South Orangetown Central School District

Following is a step-by-step overview to help families and staff better understand the District’s process for investigating reported COVID-19 cases, contact tracing and quarantining:

1. COVID-19 cases are reported 24/7, including evenings, weekends and holidays.
As calls come in, Executive Director of Pupil Personnel Services Karen Tesik, Ed.D. and Director of Staff Relations Joseph Lloyd, Ph.D. mobilize the District’s contact tracing team, which is composed of our school nurses and school social workers. (Find information about how to report COVID-19 cases here.)

2. The length and extent of case investigation varies with each case.
Fully-remote students and teleworking staff are required to report if they test positive, but no contact tracing may be required for those cases.
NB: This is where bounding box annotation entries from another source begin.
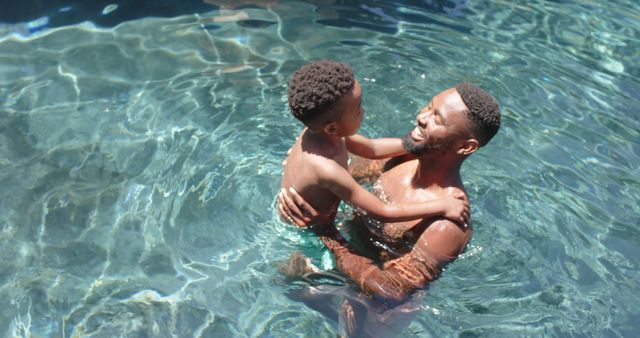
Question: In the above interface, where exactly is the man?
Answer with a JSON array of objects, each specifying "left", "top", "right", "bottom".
[
  {"left": 284, "top": 83, "right": 500, "bottom": 301},
  {"left": 280, "top": 83, "right": 500, "bottom": 336}
]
For in-person hybrid learning students and in-person staff, as well as athletes and coaches, extensive contact tracing may be required. The first step is to reach out to building administrators, teachers and coaches to determine where the individual was at every point during their school day on the determined exposure dates. Did they ride the bus? Are they an elementary school student or a secondary school student who has classes throughout the building? Where and with whom did the individual eat lunch? Did they participate in sports practice or competition?

3. Once the team has established where the individual had been during the exposure dates, the next step is to apply the quarantine guidelines established by the Rockland County Department of Health and begin contact tracing.
The District alerts the RC DOH when a case is reported and must follow their policy regarding who should be quarantined. The updated guidelines released in February have helped to reduce the number of students and staff quarantined to those within six feet of the individual who tested positive for 10 minutes or more as long as the entire class was fully masked and the positive individual didn’t not move around the classroom. Additional requirements apply; read the full guidance here.

4. As contact tracing gets underway, the team is able to assess impact.
At that point, it is determined how long contact tracing notification calls will take based on the number of identified contacts and what time contact tracing calls begin, the extent of the staffing impact and whether sufficient and in-person coverage is available for those required to quarantine. School leaders rely on this information to decide whether the school is able to safely remain open for hybrid in-person learning or must shift temporarily to fully-remote operation.

5. Once the impact has been assessed, the District communicates with families and staff.
A district-wide e-blast is sent and an update is posted to the COVID-19 Reporting webpage. UPDATED (3/11/21): English and Spanish robocalls are made to the families and staff of the impacted school only if the school must transition temporarily to fully-remote learning.